衝撃のその先
「魔法省の人間だ、って」
「嘘だと思うなら、アリス先生に確認するかい?」
呆然とするウィードに、ユリエスが笑いかける。この任務に関して正体を告げるなと事前の注意はなかった。だから、スカーレットに確認に行けば簡単に同意してくれると思うんだよな。
俺たちが、特に俺が自分の事を話すようなことになるはずがないと思っている可能性はあるけど。
「……アリス先生がお前らと一緒に俺のことからかっているって線は」
「お前一人からかうのにそこまで手の込んだことするか」
「それに、目の前で見たよね」
万が一の可能性を探しているのだろうか、それとも信じられないとでも思っているのだろうか。
忙しなく自分のおでこをさすっているウィードの手は、何に引っかかることもなく動いている。
どちらにせよ、今目の前でユリエスがまだ習っていない治癒魔法を使ったのを体感しているんだから、これはたぶんウィードなりの悪あがきだ。

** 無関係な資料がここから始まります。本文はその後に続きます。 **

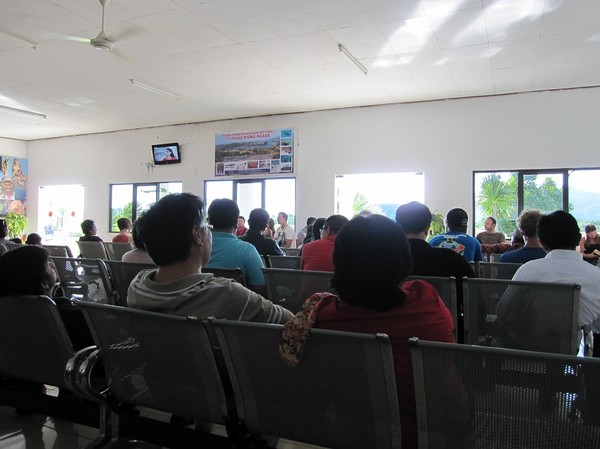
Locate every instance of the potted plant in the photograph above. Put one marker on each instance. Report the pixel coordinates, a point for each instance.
(16, 224)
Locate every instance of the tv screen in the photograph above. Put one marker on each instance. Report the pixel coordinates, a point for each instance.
(166, 153)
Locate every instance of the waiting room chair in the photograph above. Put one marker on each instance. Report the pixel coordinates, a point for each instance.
(536, 316)
(115, 251)
(446, 288)
(92, 250)
(341, 395)
(58, 250)
(81, 279)
(35, 347)
(289, 262)
(231, 273)
(156, 360)
(493, 398)
(290, 288)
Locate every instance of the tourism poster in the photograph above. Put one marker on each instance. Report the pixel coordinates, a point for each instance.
(13, 194)
(254, 152)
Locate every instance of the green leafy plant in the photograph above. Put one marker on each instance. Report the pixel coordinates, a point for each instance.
(16, 224)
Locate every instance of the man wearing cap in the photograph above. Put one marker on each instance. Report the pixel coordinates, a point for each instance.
(457, 239)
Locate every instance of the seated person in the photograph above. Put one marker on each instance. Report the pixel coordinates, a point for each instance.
(88, 227)
(527, 225)
(265, 246)
(318, 255)
(490, 235)
(27, 270)
(124, 235)
(139, 253)
(373, 297)
(230, 252)
(178, 285)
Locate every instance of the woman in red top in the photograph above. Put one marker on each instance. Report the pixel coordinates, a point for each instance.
(371, 260)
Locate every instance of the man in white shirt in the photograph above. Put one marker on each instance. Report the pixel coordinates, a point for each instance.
(559, 235)
(284, 234)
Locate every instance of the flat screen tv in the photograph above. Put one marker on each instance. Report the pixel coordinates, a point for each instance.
(166, 153)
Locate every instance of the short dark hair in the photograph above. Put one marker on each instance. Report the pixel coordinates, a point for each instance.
(223, 213)
(258, 218)
(87, 226)
(558, 230)
(317, 225)
(371, 258)
(457, 219)
(414, 217)
(23, 270)
(335, 223)
(166, 228)
(527, 222)
(123, 223)
(33, 239)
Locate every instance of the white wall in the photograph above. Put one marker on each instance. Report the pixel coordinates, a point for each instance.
(446, 140)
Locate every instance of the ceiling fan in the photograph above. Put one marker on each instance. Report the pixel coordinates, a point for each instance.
(103, 41)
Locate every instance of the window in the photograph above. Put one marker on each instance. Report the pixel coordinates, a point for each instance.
(130, 200)
(273, 194)
(505, 194)
(380, 193)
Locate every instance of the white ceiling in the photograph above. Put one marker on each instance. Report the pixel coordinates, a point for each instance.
(242, 58)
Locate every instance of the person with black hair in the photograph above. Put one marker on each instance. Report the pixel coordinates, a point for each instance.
(318, 255)
(559, 235)
(27, 270)
(178, 285)
(265, 246)
(371, 261)
(230, 252)
(88, 227)
(415, 219)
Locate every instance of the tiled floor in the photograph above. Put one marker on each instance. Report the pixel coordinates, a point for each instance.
(33, 431)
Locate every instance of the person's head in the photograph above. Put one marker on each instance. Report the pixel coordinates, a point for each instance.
(333, 225)
(371, 258)
(174, 229)
(3, 229)
(414, 217)
(26, 271)
(223, 213)
(33, 239)
(124, 223)
(558, 230)
(527, 222)
(590, 231)
(457, 220)
(317, 226)
(282, 218)
(258, 219)
(88, 227)
(489, 224)
(135, 235)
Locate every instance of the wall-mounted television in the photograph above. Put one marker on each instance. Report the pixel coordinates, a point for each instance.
(166, 153)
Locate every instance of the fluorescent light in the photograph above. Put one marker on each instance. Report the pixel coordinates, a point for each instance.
(23, 111)
(156, 90)
(352, 59)
(17, 40)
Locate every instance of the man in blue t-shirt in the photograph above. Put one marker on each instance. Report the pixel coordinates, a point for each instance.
(457, 239)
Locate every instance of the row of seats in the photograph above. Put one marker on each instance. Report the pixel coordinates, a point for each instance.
(229, 372)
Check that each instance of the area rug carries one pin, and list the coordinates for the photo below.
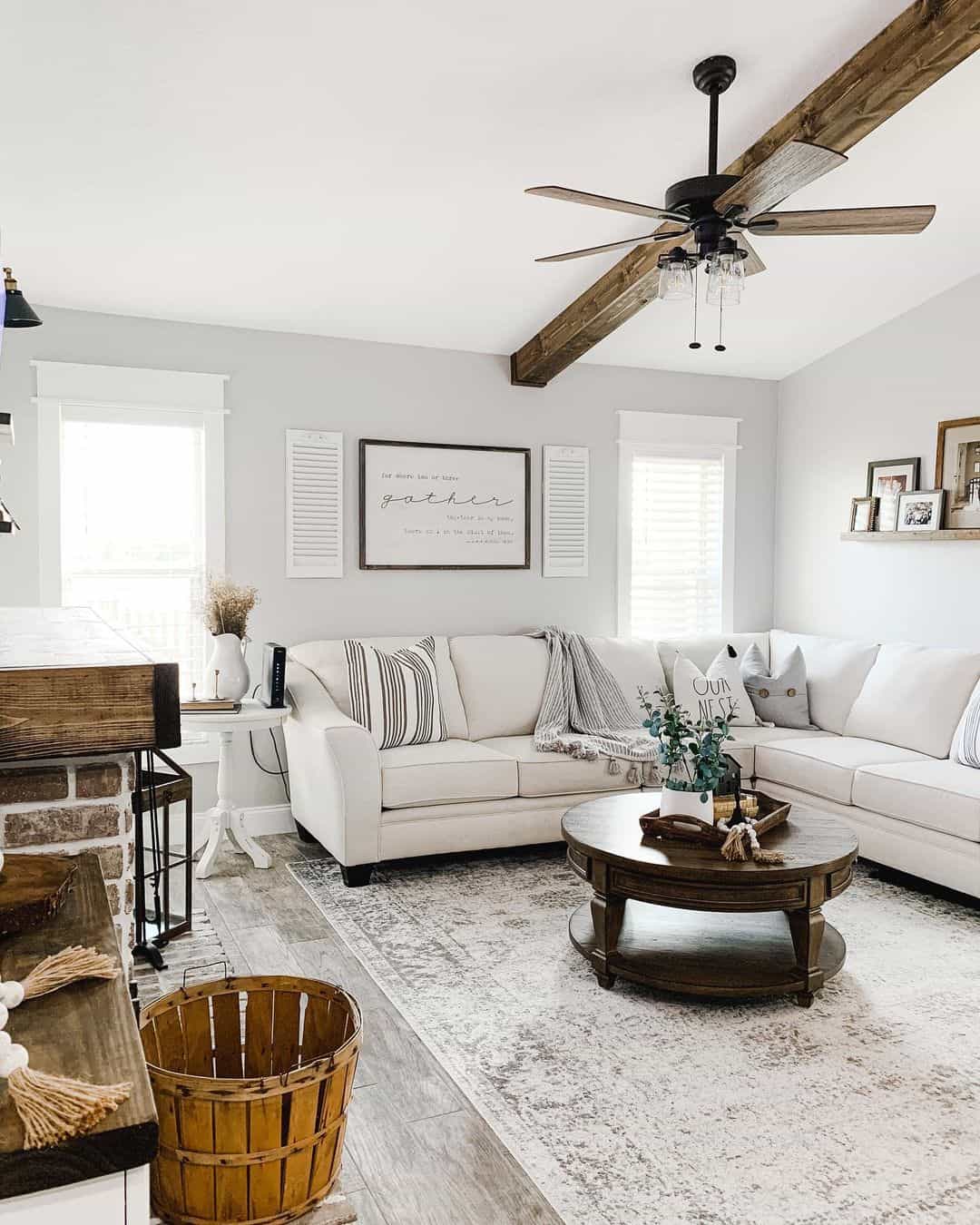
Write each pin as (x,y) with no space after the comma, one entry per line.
(632,1108)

「それで? 魔法省のお偉いさん方はおれをどうするんだ?」
まだ正していた足を崩してローテーブルに肘をついたウィードが頬を膨らませながら俺たちに問いかける。その表情だけはいかにも不機嫌そうだったが、声の調子を聞く限り、本気でそう思ってる感じじゃない。
「どうするって」
「どうもするつもりねえよ。して欲しいっていうならやってやるけど」
魔法省はもちろん魔法のエキスパート揃いだけど、実際のところは事務作業が主な部署と現場に出る部署と分かれている。もちろん、それなりの腕がないと入ることすら出来ないが、顔を隠して任務に当たるのはその中でも実力を認められた者だけだ。部署の区別なく働いているように見えるようにしているから、実際に魔法省に入ってからでないとその区分を見分けることは出来ない。
俺たちが仮面持ちってところまで教えるつもりはないけど、ただ魔法省で働いている、それだけでも魔法学園の一年生からしたら雲の上の存在だろう。
「何もないのにそんな大事なこと俺に言うって……
俺が二人の事言いまわったらどうする?」
「そうなったらその時に考えるけど、ウィードならそうしないって思ったから」
「あれだけ馬鹿正直に言われたからな、これで隠し事なしだ」
隠してはいない、全部を教えたわけじゃないだけ。後はウィードの反応次第だけど、この話を始めてからずっと不思議と大丈夫だという感覚がある。そう、思いたいだけなのかもしれないなんて感じるのは初めてだ。
しばらくウィードは頬杖をついたまま視線を明後日の方に向けていたけど、溜まった何かを追いやるように長い息を吐きだした後、クルリと体ごと向きを変えて俺たちの方を見る。
眉を下げて困ったような表情だが、そこにあるのはこの一週間見ていなかった、いつもの顔。
「なんだよ、もーー! 俺の感じた怖さ返せよな」
「返せって言われても返せないだろ」
「得体の知れないもんだったから怖かったんだぞ。ディオのだって知ってれば怖いとなんか思わないって」
いつもの調子で言われた言葉に軽口のようだなと思いながら返すが、次に言われたのは正直予想外だった。
きょとんとした顔の俺たちを見て勝ち誇ったように笑うウィードの様子に、まるでさっきと立場が変わったようだな、なんて思って次の言葉を待ってしまう。
「すごい力持ってようが、魔法省の人間だろうが、ディオとユリエスは友達だと思ってる。それじゃダメか?」
当たり前のように告げられたのは、今まで感じたこともないほど真っすぐな言葉。
一瞬だけ目を丸くしたユリエスが我慢しきれなくなったのか、声を出して笑いだす。
「ふ、あははっ。ウィード、君の人を見る目は最高だ」
「だろ? 俺、ディオに声かけた自分を褒めたいわー」
そのまま、今までと同じように会話が続いていく。それは何の裏も読む必要なんてない、ただの日常。
「友達、か。……いいもんだな」
小さく呟いたつもりだったのに、どうやら二人にはしっかり聞こえてしまったようだ。
こちらの事を見て嬉しそうに笑う二人の顔を見るのが何だか急に恥ずかしくなって顔を背けてしまったけど、おそらく自分の顔が赤くなっているだろうことは隠すために覆った手のひらから感じた頬の熱さが教えてくれた。